DV playback looks bad? Go High Quality! at DVinfo.net

Go Back   DV Info Net > The Tools of DV and HD Production > Open DV Discussion

Open DV Discussion
For topics which don't fit into any of the other categories.


Reply
 
Thread Tools Search this Thread
Old August 31st, 2004, 06:35 AM   #1
RED Code Chef
 
Join Date: Oct 2001
Location: Holland
Posts: 12,514
DV playback looks bad? Go High Quality!

Per default the two often used players (Windows Media Player
and QuickTime) on the Windows platform default to a low
resolution presentation when playing back DV.

Edit: it seems this "issue" exists also on the Mac platform, see
the posts below!

The problem is two-fold. When you play back QuickTime footage
the file looks like full resolution but very poorly. With the Windows
Media Player (WMP) it will only show 50% of the available
resolution which reduces the picture size by half.

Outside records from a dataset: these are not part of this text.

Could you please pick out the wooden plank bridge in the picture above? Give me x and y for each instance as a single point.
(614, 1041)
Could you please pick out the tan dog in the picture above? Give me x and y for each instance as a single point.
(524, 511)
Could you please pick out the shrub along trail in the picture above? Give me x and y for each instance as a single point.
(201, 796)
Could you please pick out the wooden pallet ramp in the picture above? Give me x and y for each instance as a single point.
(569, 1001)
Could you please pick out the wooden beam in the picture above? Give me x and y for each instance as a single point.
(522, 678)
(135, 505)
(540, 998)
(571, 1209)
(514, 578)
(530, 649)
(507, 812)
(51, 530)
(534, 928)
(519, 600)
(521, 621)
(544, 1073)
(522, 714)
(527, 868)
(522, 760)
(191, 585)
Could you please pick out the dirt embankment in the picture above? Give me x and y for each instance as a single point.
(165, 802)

So if you have been asking yourself why the footage looked so
small or so bad in comparison to a TV you have just found ONE
of the reasons. There are more reasons like color accuracy of
a computer monitor versus a TV or production monitor. A TV
(interlaced) also works differently than a computer monitor (progressive).

Just check the following QuickTime player screenshots on my
Windows XP Professional computer to see for yourself:(files are in jpeg format)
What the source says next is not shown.